Matrix-calculus shortcuts. Most identities in matrix calculus rely on the trace. The gradient of $\text{tr}(\mathbf{A}\mathbf{X})$ with respect to $\mathbf{X}$ is $\mathbf{A}^\top$; the gradient of $\text{tr}(\mathbf{X}^\top \mathbf{A} \mathbf{X})$ with respect to $\mathbf{X}$ is $(\mathbf{A} + \mathbf{A}^\top)\mathbf{X}$. These would be intractable as index-laden sums but become routine once you recognise the trace and apply the cyclic property.
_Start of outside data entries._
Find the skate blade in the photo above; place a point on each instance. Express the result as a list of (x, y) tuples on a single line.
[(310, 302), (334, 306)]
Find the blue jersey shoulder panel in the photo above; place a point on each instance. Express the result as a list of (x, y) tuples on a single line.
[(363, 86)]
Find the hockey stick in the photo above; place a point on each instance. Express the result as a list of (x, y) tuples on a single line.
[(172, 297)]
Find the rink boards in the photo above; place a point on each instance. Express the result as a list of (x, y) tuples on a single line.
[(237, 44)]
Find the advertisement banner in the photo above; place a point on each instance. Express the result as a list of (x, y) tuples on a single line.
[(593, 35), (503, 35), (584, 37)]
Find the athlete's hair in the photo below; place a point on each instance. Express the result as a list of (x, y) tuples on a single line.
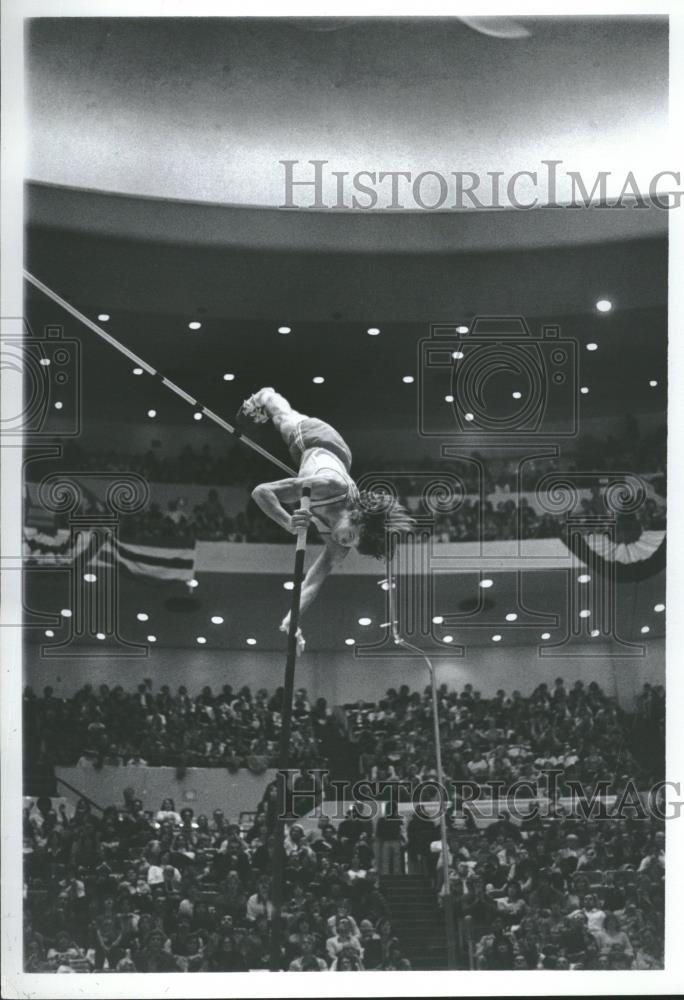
[(380, 518)]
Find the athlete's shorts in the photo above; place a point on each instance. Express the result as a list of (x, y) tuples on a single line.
[(313, 433)]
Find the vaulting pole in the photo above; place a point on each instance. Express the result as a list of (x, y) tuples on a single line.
[(283, 777), (167, 383)]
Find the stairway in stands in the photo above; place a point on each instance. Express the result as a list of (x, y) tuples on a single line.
[(416, 919)]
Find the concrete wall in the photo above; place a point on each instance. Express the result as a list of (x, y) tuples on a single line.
[(342, 677)]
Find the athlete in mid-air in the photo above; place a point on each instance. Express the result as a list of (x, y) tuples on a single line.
[(345, 518)]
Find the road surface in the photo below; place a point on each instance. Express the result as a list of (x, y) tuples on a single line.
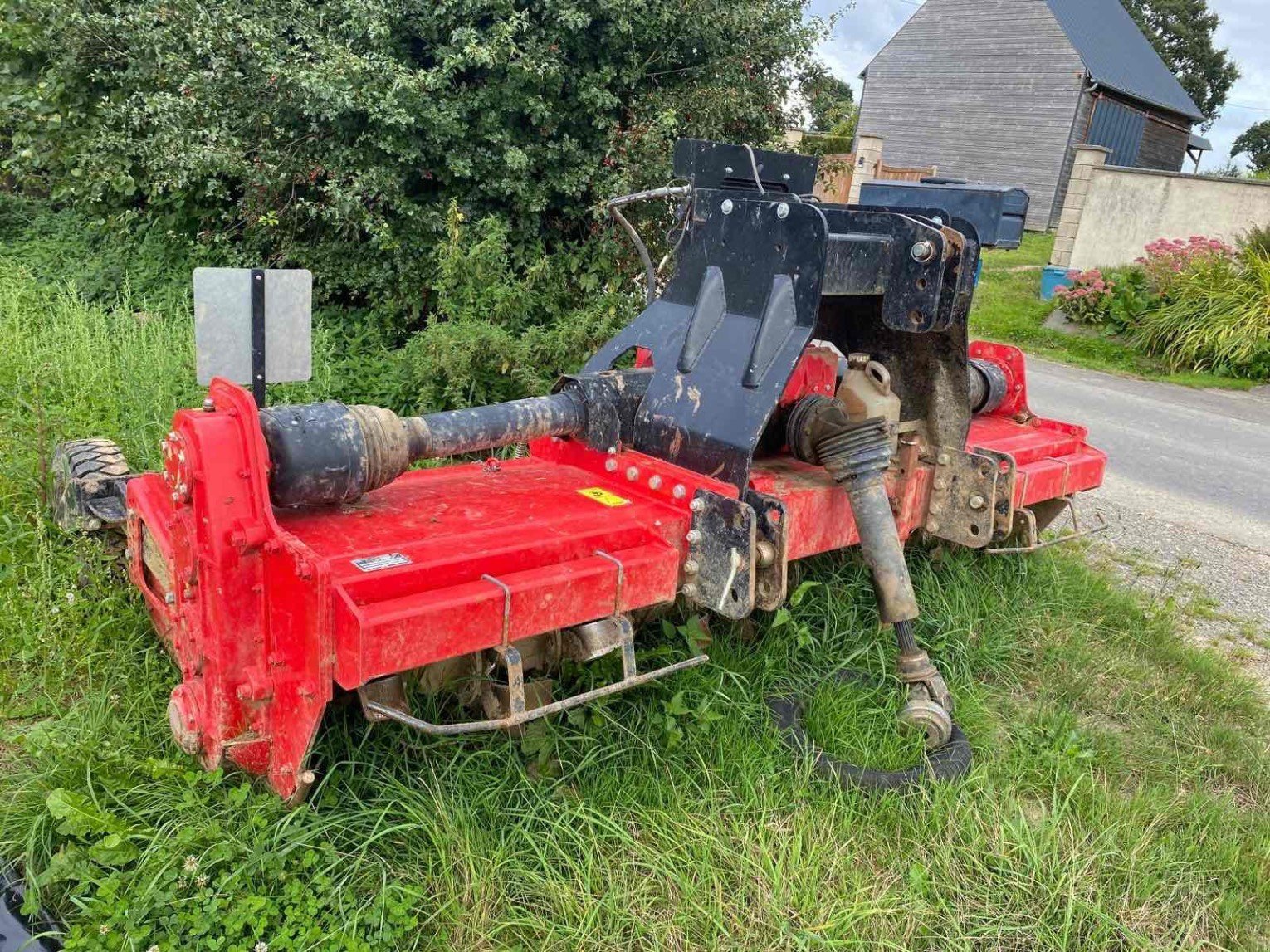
[(1186, 482)]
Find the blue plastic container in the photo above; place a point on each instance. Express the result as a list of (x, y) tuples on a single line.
[(1052, 280)]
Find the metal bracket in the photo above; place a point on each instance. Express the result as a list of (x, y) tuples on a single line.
[(1025, 525), (723, 544), (520, 711), (963, 498), (771, 564)]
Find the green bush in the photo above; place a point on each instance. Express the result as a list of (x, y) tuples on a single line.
[(1215, 316), (335, 134), (1114, 300)]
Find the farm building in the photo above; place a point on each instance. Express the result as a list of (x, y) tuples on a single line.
[(1004, 90)]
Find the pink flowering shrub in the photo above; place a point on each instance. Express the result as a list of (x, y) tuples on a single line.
[(1088, 299), (1169, 258)]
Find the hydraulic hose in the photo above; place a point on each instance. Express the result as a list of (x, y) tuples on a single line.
[(856, 455), (949, 762)]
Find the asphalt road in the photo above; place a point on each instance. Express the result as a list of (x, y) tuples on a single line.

We will use these in §2.9 to derive backpropagation cleanly without indexing every entry.
What you should take away
- The determinant is the signed volume-scaling factor of the linear map, and it equals zero precisely when the matrix is non-invertible.
- The determinant is multiplicative, equals the product of the eigenvalues, and is computed in practice via $O(n^3)$ LU decomposition, never the $n!$-term permutation sum.
- The trace is the sum of the diagonal entries, equals the sum of the eigenvalues, and is linear with the cyclic property $\text{tr}(\mathbf{A}\mathbf{B}) = \text{tr}(\mathbf{B}\mathbf{A})$.
- Determinants drive normalising flows, the multivariate Gaussian normalising constant, and Bayesian posteriors. Trace drives the Frobenius norm, KL divergences, weight-decay regularisation, and most matrix-calculus simplifications.
- Both quantities are similarity invariants, properties of the underlying linear map rather than of the chosen basis, which is why §2.6 will recognise them as the simplest symmetric polynomials in the eigenvalues, and why they reappear so insistently throughout matrix calculus and probabilistic modelling.